Dependent Adopted Child Hearing In California

"At a hearing under section 366.26, the court is required to select and implement a permanent plan for a dependent child. Where there is no probability of reunification with a parent, adoption is the preferred permanent plan. (In re Edward R. (1993) 12 Cal. App. 4th 116, 122 [15 Cal. Rptr. 2d 308]; In re Heather B. (1992) 9 Cal. App. 4th 535, 546 [11 Cal.
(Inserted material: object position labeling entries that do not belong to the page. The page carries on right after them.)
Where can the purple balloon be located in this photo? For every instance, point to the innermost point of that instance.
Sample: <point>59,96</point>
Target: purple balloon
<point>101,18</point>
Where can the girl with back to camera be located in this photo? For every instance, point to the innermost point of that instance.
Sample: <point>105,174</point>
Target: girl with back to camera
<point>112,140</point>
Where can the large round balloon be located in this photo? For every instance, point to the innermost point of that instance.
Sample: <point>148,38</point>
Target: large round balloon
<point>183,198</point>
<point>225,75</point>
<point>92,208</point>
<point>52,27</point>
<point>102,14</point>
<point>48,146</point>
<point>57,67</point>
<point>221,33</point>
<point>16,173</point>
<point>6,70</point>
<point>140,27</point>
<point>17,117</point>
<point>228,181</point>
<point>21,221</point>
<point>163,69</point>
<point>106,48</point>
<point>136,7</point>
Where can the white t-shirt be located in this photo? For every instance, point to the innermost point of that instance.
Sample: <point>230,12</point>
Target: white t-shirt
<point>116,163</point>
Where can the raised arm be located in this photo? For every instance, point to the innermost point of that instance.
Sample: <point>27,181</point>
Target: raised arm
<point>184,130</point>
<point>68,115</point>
Rptr. 2d 891].) In order for the court to select and implement adoption as the permanent plan, it must find, by clear and convincing evidence, the minor will likely be adopted if parental rights are terminated. ( 366.26, subd. (c)(1).) The parent then has the burden to show termination would be detrimental to the minor under one of four specified exceptions. ( 366.26, subd. (c)(1)(A)[-](D).) In the absence of evidence termination would be detrimental to the minor under one of these exceptions, the court 'shall terminate parental rights . . . .' ( 366.26, subd. (c)(1), italics added; see also In re Matthew C. (1993) 6 Cal. 4th 386, 392 [24 Cal. Rptr. 2d 765, 862 P.2d 765] [where minor adoptable and none of the four statutory exceptions would result in detriment to minor, decision to terminate parental rights will be relatively automatic].)" (In re Tabatha G. (1996) 45 Cal. App. 4th 1159, 1164 [53 Cal. Rptr. 2d 93].) "The issue of adoptability posed in a section 366.26 hearing focuses on the minor, e.g., whether the minor's age, physical condition, and emotional state make it difficult to find a person willing to adopt the minor. Hence, it is not necessary that the minor already be in a potential adoptive home or that there be a proposed adoptive parent 'waiting in the wings." (In re Sarah M. (1994) 22 Cal. App. 4th 1642, 1649 [28 Cal. Rptr. 2d 82].) "Usually, the fact that a prospective adoptive parent has expressed interest in adopting the minor is evidence that the minor's age, physical condition, mental state, and other matters relating to the child are not likely to dissuade individuals from adopting the minor. In other words, a prospective adoptive parent's willingness to adopt generally indicates the minor is likely to be adopted within a reasonable time either by the prospective adoptive parent or by some other family." (Id. at pp. 1649-1650, 28 Cal. Rptr. 2d 82.)